柊介を悪く思っているなら、弁解しなくては。
牧さんの事だから、そんな事はないとは思うけれど。


社内で役員と歪みが生じると、色々と面倒だ。






「いたの?」


2時間も延長戦となった会議から戻り、牧さんは。
一人、課のフロアに残る私を見るなり、目を丸くした。




『あ、はい。お疲れ様です。』

立ち上がり、珈琲を入れようと思ったのに。


「帰りなさい。僕ももう帰るから。」

見透かされたように、制された。



時計が指すのは、20時半。
確かに、秘書課の人間がこんな時間まで一人残ることは殆どない。

よかった。これでゆっくり、この人と話が出来る。




『牧さん。』

言葉とは裏腹に、PCの電源を入れる牧さんのデスクへ立ち並ぶ。


『ご報告があります。』

一瞬、ほんの僅かに目線を上げた後。
その揺れを隠すように微笑みを作った。



「どうしたの、改まって。」


未だに、向き合うと緊張で姿勢が伸びる。
それを言うと、この人は笑うけれど。



『清宮さんと別れました。婚約の話も、白紙になりました。』



頭を下げる。
精一杯の敬意を込めて。



『ご報告が遅くなりまして、申し訳ありませんでした。』



こんな紳士風情の人が、怒鳴ったという。
その行為に、一抹の愛情を感じずにはいられないから。




「・・・似てるな、君たちは。
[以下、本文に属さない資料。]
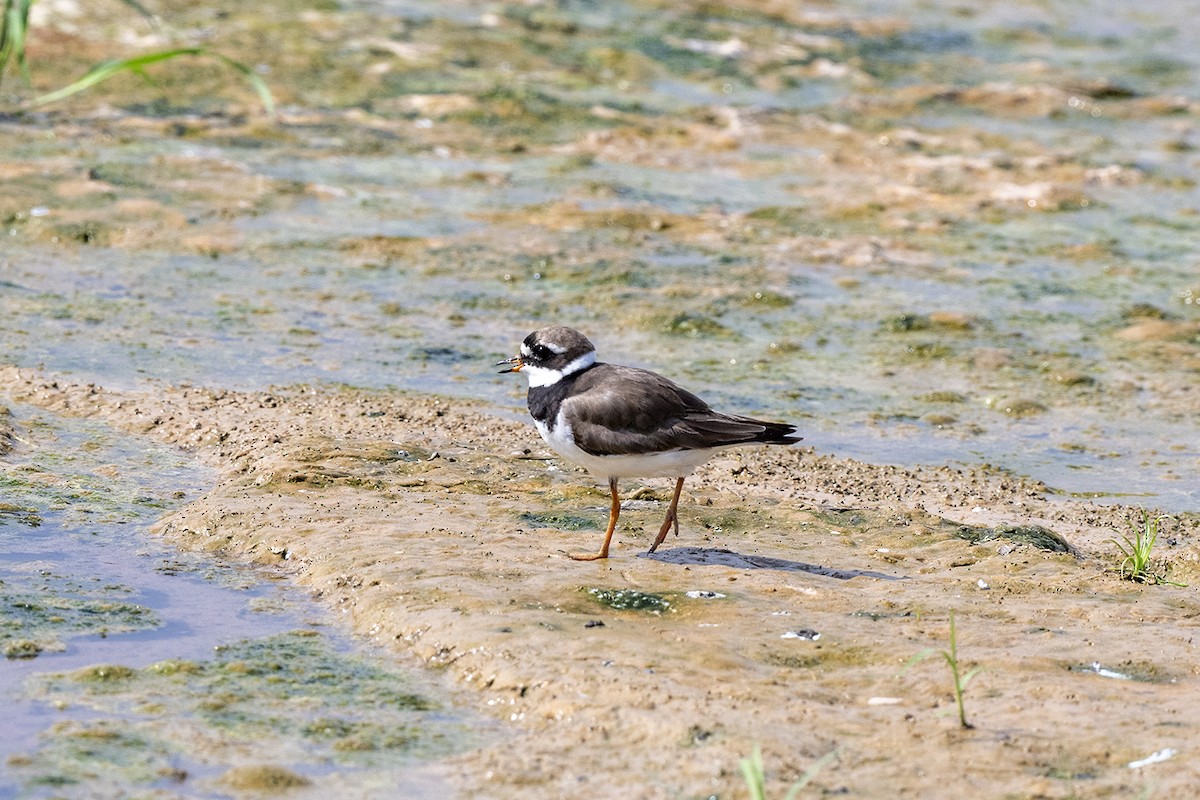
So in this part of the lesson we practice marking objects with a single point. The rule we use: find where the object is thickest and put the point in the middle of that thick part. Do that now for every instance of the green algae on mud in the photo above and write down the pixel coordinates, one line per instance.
(292, 695)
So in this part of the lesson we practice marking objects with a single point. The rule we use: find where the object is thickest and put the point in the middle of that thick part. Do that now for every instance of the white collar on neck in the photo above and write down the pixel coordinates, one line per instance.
(541, 377)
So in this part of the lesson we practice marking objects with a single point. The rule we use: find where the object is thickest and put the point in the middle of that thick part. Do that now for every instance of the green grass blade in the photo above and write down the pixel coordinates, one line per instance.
(137, 64)
(13, 28)
(754, 774)
(255, 79)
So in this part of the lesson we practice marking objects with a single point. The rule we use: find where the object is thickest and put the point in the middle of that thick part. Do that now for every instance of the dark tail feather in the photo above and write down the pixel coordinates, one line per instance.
(723, 429)
(777, 433)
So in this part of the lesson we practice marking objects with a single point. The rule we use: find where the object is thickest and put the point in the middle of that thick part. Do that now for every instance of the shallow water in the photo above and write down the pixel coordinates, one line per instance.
(119, 648)
(741, 218)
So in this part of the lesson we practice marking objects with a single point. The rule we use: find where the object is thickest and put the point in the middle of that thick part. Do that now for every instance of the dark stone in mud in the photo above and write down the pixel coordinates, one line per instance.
(1036, 535)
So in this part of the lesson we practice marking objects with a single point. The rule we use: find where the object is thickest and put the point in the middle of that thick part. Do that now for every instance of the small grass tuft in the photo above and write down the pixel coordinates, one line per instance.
(1138, 563)
(15, 30)
(952, 660)
(755, 774)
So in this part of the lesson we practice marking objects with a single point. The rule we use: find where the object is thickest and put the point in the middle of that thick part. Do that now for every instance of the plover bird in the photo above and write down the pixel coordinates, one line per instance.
(625, 422)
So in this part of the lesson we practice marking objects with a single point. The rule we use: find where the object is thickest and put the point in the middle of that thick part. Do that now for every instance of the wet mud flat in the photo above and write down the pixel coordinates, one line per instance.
(783, 617)
(929, 238)
(132, 667)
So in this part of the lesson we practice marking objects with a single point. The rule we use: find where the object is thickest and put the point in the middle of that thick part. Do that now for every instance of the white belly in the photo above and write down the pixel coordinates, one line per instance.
(671, 463)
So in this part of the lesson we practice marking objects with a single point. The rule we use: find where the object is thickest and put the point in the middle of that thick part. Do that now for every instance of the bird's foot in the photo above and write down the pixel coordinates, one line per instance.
(588, 557)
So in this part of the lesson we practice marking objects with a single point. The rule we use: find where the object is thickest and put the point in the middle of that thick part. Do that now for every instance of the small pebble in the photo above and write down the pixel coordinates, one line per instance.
(807, 633)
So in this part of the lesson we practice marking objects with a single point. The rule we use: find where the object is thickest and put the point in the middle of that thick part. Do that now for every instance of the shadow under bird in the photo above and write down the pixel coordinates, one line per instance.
(621, 421)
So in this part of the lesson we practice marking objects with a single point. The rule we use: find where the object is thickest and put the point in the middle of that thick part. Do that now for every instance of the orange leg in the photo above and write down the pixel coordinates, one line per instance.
(672, 517)
(613, 513)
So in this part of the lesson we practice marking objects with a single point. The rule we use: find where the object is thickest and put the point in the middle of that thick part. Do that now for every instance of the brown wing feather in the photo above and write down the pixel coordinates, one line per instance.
(641, 411)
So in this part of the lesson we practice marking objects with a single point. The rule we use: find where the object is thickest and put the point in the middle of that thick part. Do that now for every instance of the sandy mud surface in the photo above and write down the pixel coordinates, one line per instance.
(801, 587)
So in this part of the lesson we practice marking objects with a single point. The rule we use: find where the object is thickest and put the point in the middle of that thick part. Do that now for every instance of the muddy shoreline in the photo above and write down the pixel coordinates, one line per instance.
(435, 525)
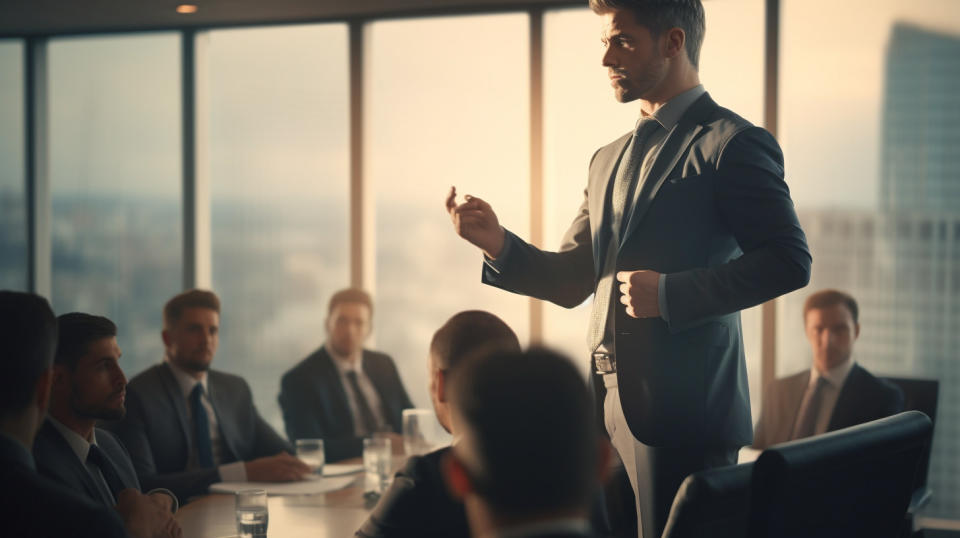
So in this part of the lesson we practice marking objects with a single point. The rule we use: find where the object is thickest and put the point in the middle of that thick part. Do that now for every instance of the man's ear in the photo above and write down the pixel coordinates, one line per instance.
(455, 476)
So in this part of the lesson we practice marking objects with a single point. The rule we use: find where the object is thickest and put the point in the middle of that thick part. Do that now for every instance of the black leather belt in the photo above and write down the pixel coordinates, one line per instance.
(604, 363)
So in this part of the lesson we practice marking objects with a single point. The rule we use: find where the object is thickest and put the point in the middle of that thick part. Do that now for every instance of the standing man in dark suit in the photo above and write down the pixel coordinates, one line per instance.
(529, 455)
(188, 426)
(417, 502)
(30, 504)
(342, 392)
(836, 392)
(685, 222)
(88, 385)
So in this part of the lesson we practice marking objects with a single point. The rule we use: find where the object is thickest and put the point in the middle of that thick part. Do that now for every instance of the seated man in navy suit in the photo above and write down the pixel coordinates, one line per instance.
(417, 503)
(529, 457)
(836, 392)
(88, 385)
(342, 392)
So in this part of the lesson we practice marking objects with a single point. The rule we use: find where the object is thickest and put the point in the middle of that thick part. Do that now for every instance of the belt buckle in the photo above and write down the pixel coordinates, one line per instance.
(604, 363)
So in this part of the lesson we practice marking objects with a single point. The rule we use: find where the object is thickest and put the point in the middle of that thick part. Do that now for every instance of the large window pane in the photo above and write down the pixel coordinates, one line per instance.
(447, 104)
(871, 124)
(115, 183)
(279, 171)
(13, 214)
(582, 115)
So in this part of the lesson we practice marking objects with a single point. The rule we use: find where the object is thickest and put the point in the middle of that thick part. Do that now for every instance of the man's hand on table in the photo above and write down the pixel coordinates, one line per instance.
(279, 468)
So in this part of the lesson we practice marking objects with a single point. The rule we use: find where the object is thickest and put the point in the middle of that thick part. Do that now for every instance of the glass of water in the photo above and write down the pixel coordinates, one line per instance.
(252, 514)
(376, 463)
(310, 451)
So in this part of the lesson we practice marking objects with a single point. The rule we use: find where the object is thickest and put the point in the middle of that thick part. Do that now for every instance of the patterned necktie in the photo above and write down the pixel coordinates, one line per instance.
(366, 414)
(109, 472)
(624, 186)
(201, 427)
(807, 421)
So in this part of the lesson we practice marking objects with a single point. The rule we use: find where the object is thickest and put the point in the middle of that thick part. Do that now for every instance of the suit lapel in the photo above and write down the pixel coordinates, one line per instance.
(172, 388)
(669, 154)
(600, 184)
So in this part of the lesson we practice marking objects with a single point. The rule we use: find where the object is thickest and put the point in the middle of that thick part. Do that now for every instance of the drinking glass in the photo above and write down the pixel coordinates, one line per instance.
(251, 510)
(310, 451)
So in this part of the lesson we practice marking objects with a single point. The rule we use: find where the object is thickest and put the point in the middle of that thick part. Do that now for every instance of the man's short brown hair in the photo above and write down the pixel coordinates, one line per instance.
(828, 298)
(469, 332)
(194, 298)
(351, 295)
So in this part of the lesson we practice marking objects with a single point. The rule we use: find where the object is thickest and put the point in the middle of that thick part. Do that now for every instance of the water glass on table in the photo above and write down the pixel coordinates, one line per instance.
(310, 451)
(376, 463)
(252, 516)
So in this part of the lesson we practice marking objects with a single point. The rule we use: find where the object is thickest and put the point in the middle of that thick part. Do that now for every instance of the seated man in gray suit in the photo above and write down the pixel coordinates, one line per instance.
(188, 426)
(417, 503)
(529, 457)
(836, 392)
(342, 392)
(34, 505)
(88, 385)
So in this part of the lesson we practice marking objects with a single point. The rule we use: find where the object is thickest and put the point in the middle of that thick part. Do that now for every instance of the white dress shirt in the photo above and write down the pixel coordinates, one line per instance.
(352, 364)
(229, 472)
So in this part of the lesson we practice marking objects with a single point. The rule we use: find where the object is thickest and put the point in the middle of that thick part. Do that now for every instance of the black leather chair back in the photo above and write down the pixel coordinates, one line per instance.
(712, 504)
(854, 482)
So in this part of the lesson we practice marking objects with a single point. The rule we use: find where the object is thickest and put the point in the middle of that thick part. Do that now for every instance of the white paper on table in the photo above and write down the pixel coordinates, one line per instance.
(303, 487)
(340, 469)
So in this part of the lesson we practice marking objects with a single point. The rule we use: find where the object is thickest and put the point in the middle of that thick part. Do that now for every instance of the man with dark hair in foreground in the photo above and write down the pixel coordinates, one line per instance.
(529, 457)
(417, 503)
(88, 385)
(31, 504)
(188, 426)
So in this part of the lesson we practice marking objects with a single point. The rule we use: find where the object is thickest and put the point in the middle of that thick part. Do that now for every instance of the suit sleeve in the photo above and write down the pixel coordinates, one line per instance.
(133, 435)
(565, 277)
(753, 200)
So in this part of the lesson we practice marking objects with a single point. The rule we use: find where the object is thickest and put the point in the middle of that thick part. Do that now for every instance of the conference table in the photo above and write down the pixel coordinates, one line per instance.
(333, 514)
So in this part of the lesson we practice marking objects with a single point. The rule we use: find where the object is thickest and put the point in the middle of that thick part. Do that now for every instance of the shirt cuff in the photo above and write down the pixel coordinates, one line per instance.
(498, 263)
(662, 298)
(233, 472)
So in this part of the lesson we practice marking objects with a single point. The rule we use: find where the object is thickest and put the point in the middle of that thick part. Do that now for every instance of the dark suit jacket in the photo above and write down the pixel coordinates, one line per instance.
(37, 506)
(862, 398)
(315, 406)
(715, 215)
(56, 460)
(157, 430)
(417, 504)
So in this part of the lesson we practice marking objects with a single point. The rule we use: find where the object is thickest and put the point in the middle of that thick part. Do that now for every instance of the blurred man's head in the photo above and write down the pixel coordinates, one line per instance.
(830, 321)
(529, 449)
(191, 325)
(88, 383)
(349, 321)
(465, 334)
(28, 338)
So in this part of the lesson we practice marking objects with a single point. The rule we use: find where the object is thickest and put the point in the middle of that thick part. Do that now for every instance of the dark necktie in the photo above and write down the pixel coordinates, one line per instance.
(366, 414)
(807, 421)
(201, 427)
(109, 472)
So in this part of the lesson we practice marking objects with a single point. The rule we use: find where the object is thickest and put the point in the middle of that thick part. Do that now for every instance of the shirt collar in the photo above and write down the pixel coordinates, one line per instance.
(343, 363)
(185, 380)
(836, 376)
(570, 525)
(79, 445)
(670, 113)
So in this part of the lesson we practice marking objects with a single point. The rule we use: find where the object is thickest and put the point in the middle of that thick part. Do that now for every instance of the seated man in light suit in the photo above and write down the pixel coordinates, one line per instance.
(529, 457)
(417, 503)
(34, 505)
(342, 392)
(188, 426)
(836, 392)
(88, 385)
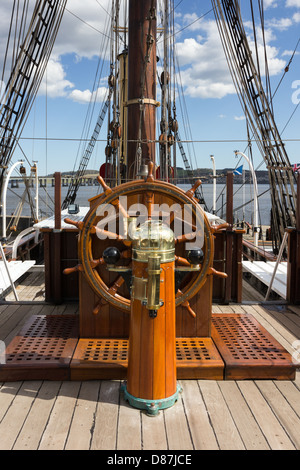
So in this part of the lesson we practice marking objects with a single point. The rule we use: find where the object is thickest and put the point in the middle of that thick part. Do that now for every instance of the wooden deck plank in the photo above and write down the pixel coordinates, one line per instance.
(201, 430)
(37, 419)
(271, 427)
(249, 430)
(282, 409)
(154, 432)
(178, 434)
(209, 414)
(106, 417)
(82, 425)
(13, 421)
(129, 427)
(226, 432)
(57, 429)
(8, 391)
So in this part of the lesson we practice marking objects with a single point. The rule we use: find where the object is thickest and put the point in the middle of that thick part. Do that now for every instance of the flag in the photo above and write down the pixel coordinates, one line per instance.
(238, 171)
(296, 167)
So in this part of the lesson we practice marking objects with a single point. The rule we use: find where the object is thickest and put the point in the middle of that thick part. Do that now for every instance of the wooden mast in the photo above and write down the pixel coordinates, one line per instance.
(141, 85)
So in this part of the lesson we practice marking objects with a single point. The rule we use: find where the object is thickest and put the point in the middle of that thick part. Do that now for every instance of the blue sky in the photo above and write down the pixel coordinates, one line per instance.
(217, 123)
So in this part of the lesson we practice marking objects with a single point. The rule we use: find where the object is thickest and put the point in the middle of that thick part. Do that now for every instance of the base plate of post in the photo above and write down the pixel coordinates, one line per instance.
(151, 406)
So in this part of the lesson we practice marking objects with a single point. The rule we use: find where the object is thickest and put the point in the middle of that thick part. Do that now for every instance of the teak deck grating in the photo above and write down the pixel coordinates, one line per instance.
(48, 347)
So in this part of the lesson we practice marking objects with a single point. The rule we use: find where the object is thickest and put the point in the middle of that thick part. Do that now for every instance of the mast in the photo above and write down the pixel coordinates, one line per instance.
(141, 85)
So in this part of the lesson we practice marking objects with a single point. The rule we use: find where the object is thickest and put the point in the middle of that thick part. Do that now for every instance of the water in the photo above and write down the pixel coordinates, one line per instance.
(241, 195)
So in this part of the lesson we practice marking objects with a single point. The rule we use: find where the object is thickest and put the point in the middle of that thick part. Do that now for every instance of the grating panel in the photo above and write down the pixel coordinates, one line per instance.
(198, 358)
(105, 358)
(248, 350)
(43, 344)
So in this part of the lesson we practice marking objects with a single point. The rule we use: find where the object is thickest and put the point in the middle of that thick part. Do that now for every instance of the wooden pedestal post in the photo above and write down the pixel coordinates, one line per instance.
(151, 377)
」

『え?』


期せず返って来た言葉に、思わず頭を上げる。
もう微笑みを浮かべてはいない、瞳と目が合った。


牧さんの、素の瞳は。



「勘違いしないで欲しいんだけど。僕はね、君が清宮と別れようと結婚しようと、そんなことはどうだっていいんだよ。
僕には、全く関係ない話だ。」



鋭く冷たく、私を射抜く。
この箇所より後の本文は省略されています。